Women in American Paleontology

Early in American paleontology, women participated at the periphery.

 
Illustration by Orra White Hitchcock, courtesy Amherst College Archives & Special Collections

Illustration by Orra White Hitchcock, courtesy Amherst College Archives & Special Collections

 

They were able to contribute to science, but only in ways deemed “feminine” – upper class women were trained as assistants to their fathers or brothers. Women wrote educational books about natural history for children or other women who homeschooled their children. Others drew or painted the world around them, capturing details or flowers, landscapes, or fossils. 

By the late 1800s, many women’s academies and colleges had opened their doors. With the emotional and financial support of their families, some women pursued education in paleontology.
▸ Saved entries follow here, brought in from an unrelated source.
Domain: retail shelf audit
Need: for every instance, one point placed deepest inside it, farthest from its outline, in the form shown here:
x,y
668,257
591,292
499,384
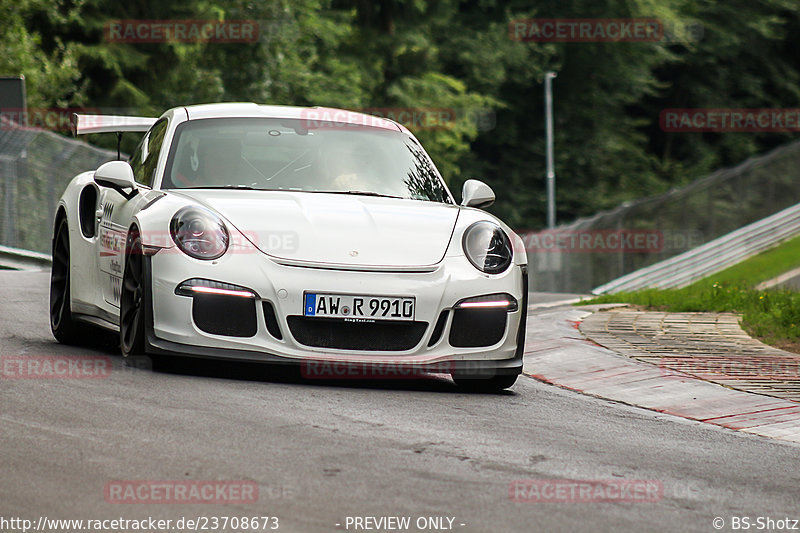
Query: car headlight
x,y
199,233
487,247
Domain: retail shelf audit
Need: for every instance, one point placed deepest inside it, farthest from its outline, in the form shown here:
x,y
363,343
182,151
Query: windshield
x,y
286,154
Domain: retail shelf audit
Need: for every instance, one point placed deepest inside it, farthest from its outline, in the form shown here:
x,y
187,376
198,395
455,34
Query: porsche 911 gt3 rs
x,y
288,235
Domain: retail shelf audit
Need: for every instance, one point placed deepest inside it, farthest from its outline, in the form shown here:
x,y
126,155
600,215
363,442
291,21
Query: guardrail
x,y
16,259
711,257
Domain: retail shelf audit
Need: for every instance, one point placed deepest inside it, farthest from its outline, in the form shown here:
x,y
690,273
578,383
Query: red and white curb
x,y
557,353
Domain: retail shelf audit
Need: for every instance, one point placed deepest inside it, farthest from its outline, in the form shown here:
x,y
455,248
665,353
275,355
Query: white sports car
x,y
311,236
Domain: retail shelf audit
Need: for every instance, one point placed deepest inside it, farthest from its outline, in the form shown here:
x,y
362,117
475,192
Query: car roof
x,y
312,114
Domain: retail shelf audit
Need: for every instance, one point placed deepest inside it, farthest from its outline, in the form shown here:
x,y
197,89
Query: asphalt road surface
x,y
321,451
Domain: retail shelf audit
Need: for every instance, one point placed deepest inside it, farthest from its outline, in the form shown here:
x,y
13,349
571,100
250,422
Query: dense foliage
x,y
446,55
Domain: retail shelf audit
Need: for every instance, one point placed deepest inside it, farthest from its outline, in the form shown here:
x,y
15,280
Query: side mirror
x,y
117,175
476,194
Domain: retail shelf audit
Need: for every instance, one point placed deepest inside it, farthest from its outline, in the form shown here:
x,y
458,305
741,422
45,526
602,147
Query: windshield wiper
x,y
363,193
243,187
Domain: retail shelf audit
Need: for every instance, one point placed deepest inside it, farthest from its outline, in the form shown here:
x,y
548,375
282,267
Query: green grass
x,y
772,316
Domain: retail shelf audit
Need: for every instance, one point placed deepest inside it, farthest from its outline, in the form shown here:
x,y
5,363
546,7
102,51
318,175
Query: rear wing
x,y
85,124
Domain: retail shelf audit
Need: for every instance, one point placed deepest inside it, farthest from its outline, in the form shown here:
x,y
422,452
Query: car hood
x,y
337,228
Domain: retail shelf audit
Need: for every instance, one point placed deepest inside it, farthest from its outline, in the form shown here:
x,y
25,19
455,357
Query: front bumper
x,y
173,326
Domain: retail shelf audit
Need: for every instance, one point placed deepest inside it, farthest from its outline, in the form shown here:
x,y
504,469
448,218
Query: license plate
x,y
358,307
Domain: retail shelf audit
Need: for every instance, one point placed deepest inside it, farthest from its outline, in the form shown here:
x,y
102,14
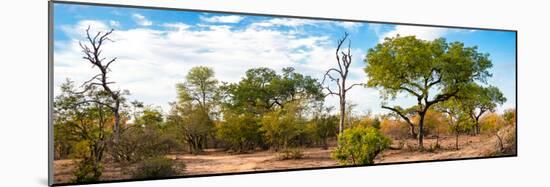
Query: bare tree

But advanced degrees did not guarantee a career.  Positions considered suitable for women scientists were often low-level staff and service positions, or situated in women’s colleges or in disciplines like home economics. 

World Wars I and II had an enormous impact on the everyday lives of American women, and those pursuing paleontology were no different. With these shifts in industry and political climate, women found new ways to make contributions to paleontology. Micropaleontology was a new and growing field that had significant implications for industry and business – and it was more welcoming to women scientists than other fields.

Women who entered the field of paleontologist in the late 20th and early 21st centuries have built professional careers, while still experiencing shared gender-based struggles. Even though in the U.S. women now outnumber men among undergraduates, women remain underrepresented and disadvantaged in many disciplines, especially the physical sciences.